Encoding error while reading databaseSee original GitHub issue
Hi, I am experiencing an encoding error while reading calima_star database in a Windows environment, and that is due to the fact that database.py relies on default encoding:
with open(fpath, 'r') as dbfile:
Then, if I try to
db = CalimaStarDB.builtin_db(), it will raise an UnicodeError for the database is in UTF-8 (I guess), and Python default encoding in Windows is that of the computer language (mine, CP1252). Is there any way I could specify the encoding while reading the builtin_db?
If I replace that line at database.py to the one below, the error will be fixed, but that is not straightforward since I intend to making camel_tools pip installable through requirements.
with open(fpath, 'r', encoding="utf-8") as dbfile:
Thanks in advance
- Created 3 years ago
Top GitHub Comments
Just a quick update.
So camel-tools should be installable on plain Windows now through the master branch. I’ve added installation instructions. However, dialectid will not be available.
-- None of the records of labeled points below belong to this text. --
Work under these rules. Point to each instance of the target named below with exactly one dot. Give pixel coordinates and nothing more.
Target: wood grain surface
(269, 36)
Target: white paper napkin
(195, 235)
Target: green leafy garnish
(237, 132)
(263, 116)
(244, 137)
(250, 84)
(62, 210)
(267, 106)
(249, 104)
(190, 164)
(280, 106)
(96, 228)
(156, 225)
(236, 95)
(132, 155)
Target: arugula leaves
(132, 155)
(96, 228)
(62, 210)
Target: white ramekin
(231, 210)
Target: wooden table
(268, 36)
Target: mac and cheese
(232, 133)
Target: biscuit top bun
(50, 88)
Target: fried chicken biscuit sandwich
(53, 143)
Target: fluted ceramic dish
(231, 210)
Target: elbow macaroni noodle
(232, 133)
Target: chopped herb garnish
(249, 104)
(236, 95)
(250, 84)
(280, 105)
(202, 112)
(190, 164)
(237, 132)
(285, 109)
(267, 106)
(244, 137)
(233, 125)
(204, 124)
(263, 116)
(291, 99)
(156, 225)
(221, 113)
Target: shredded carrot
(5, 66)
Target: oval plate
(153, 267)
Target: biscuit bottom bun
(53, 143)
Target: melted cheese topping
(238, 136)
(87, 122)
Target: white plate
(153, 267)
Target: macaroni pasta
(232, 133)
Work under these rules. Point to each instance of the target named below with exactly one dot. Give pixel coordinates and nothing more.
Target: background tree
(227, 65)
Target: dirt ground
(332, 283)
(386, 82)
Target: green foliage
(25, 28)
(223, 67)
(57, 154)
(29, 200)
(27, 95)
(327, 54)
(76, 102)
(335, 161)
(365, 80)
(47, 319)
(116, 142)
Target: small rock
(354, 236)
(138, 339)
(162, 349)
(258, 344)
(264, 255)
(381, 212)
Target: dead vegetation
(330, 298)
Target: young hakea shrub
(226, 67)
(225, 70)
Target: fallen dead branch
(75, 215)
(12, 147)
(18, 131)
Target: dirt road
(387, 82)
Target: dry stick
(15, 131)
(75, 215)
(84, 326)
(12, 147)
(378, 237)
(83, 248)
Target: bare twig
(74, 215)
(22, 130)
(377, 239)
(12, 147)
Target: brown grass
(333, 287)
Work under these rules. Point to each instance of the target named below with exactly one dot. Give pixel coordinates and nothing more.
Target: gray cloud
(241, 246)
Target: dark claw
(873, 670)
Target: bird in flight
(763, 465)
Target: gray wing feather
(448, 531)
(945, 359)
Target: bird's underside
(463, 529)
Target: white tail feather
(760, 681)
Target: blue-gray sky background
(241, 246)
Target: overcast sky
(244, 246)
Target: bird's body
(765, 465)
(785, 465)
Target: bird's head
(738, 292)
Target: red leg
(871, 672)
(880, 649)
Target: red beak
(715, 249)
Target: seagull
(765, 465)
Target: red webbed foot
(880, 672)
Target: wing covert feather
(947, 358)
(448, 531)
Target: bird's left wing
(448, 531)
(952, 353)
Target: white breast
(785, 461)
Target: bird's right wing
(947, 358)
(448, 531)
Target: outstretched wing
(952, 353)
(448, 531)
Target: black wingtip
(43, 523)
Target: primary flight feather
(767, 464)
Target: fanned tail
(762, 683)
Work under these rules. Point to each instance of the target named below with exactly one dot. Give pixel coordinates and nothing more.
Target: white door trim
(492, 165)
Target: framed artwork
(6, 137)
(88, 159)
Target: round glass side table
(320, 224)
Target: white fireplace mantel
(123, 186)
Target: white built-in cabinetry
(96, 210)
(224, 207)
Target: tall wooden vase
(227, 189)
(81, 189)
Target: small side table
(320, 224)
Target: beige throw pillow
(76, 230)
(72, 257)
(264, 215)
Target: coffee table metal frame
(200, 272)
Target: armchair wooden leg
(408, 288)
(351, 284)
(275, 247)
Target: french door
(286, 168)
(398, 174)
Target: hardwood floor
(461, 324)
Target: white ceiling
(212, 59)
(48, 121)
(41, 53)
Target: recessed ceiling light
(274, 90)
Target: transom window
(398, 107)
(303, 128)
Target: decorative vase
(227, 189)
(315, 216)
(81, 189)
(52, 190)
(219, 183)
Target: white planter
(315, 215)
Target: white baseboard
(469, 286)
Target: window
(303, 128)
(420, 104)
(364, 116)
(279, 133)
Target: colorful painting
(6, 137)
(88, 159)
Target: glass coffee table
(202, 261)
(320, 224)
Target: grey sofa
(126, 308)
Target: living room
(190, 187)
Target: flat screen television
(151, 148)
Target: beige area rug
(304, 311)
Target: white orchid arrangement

Also, camel_tools.calima_star is now camel_tools.morphology (this was the breaking changes I mentioned). The usage is almost the same other than things being renamed (CalimaStarDB -> MorphologyDB, CalimaStarAnalyzer -> Analyzer, etc). Just take a look at the docs to see what changed.
A pip release should be coming in the next couple of weeks or so once everything else is stabilized.
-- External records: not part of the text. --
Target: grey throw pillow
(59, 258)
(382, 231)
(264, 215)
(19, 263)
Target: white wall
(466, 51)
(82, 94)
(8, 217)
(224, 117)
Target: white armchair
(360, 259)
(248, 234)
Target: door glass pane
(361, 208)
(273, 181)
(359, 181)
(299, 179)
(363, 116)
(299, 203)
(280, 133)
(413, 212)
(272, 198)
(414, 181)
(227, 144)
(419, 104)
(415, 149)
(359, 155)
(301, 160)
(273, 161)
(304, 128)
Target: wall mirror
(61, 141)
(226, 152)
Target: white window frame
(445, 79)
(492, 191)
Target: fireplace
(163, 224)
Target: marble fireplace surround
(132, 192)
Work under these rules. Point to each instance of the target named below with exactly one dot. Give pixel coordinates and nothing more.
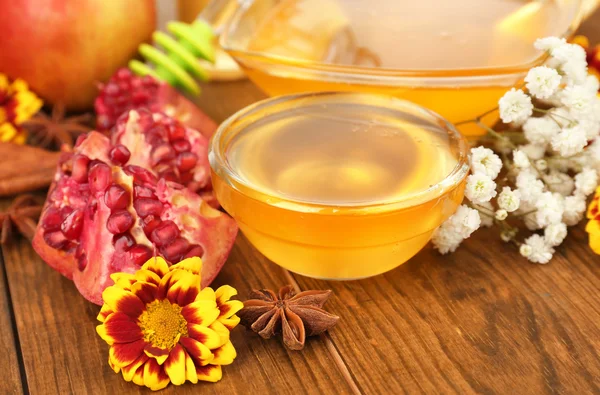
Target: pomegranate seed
(186, 178)
(99, 177)
(80, 168)
(80, 140)
(111, 89)
(150, 223)
(139, 254)
(186, 161)
(124, 74)
(195, 251)
(176, 132)
(82, 261)
(123, 242)
(164, 233)
(52, 219)
(157, 131)
(139, 97)
(140, 174)
(140, 191)
(145, 207)
(174, 251)
(119, 222)
(168, 175)
(162, 153)
(73, 224)
(55, 239)
(119, 154)
(181, 146)
(116, 197)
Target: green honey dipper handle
(178, 59)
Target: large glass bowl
(328, 240)
(318, 37)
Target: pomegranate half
(105, 213)
(126, 91)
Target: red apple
(62, 48)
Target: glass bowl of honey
(456, 57)
(338, 185)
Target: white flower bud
(501, 215)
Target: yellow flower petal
(224, 293)
(159, 354)
(206, 293)
(157, 265)
(138, 376)
(222, 330)
(196, 350)
(190, 370)
(145, 291)
(130, 370)
(7, 132)
(119, 328)
(224, 355)
(105, 311)
(155, 377)
(123, 354)
(228, 309)
(212, 373)
(116, 369)
(204, 335)
(594, 240)
(120, 300)
(185, 290)
(123, 280)
(192, 265)
(593, 227)
(175, 365)
(147, 276)
(201, 312)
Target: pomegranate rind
(92, 258)
(161, 98)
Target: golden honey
(338, 186)
(455, 57)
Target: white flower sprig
(551, 157)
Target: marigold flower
(17, 105)
(593, 225)
(161, 327)
(592, 54)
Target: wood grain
(481, 320)
(63, 353)
(9, 363)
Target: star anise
(294, 315)
(56, 129)
(22, 214)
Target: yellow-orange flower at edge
(593, 225)
(161, 327)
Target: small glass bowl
(330, 241)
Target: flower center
(162, 324)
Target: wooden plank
(63, 354)
(9, 363)
(480, 320)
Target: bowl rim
(366, 72)
(221, 166)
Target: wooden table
(482, 320)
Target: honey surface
(449, 36)
(340, 155)
(424, 34)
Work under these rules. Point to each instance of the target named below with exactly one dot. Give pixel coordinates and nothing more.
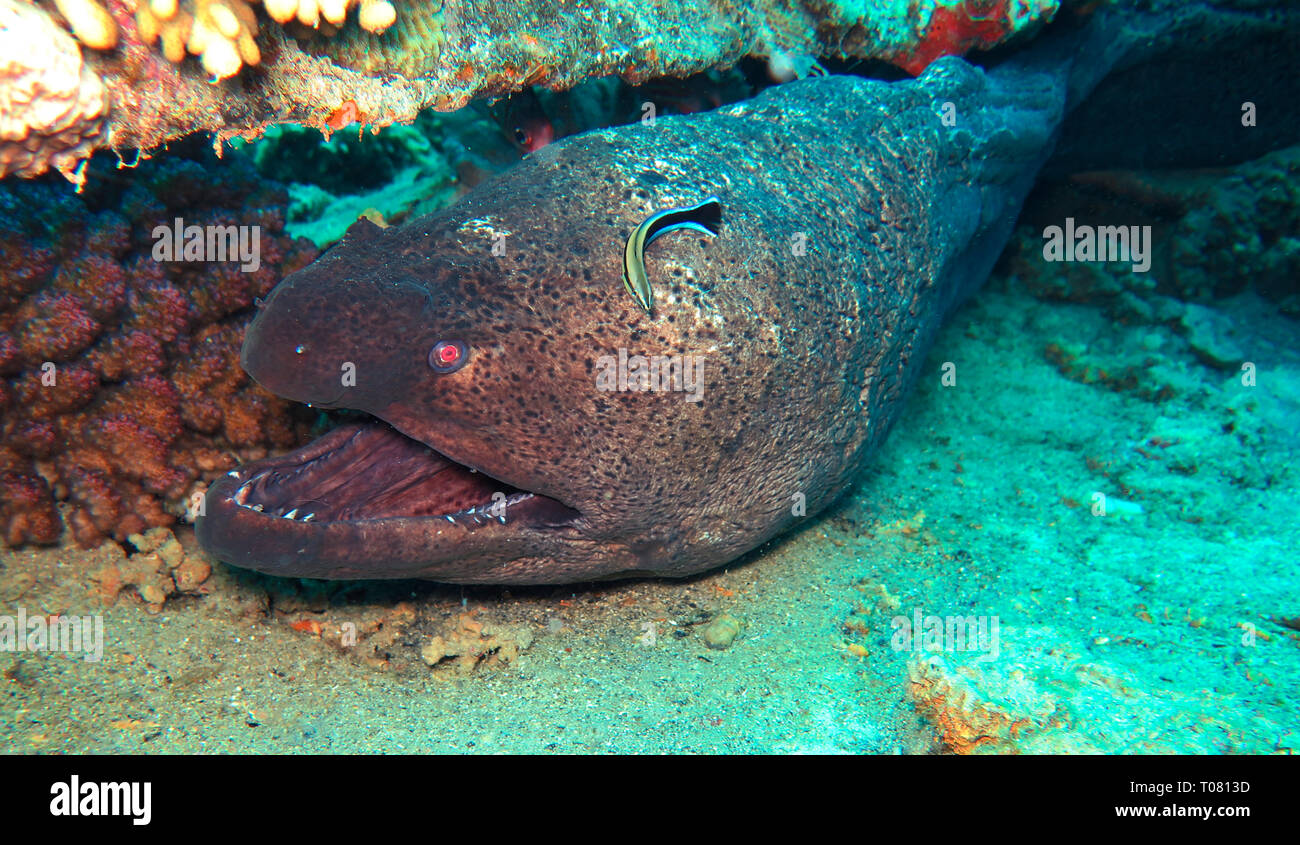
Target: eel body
(577, 437)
Will it be available in the “pip” install in the future?
Yes and no.
"encoding=utf-8" will be present in a future version on pip. However, like I mentioned before, there will be breaking changes in the API you’ll need to account for. No, it will not be installable on “plain” Windows for the foreseeable future because of the issues I mentioned in my last response.
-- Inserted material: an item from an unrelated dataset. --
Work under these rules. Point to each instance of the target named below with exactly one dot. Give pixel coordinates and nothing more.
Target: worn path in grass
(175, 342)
However, I will consider with the team if we should have an option to install just the components that will work on a “plain” Windows setup. This means that users won’t have access to the Dialect Identification system (perhaps other components as well). The analyzer alone should work on a plain Windows setup without issues.
It will be some time from now before a new pip version is released, so please keep an eye out (you can also fill out the form in the README to get an email when the next version is released).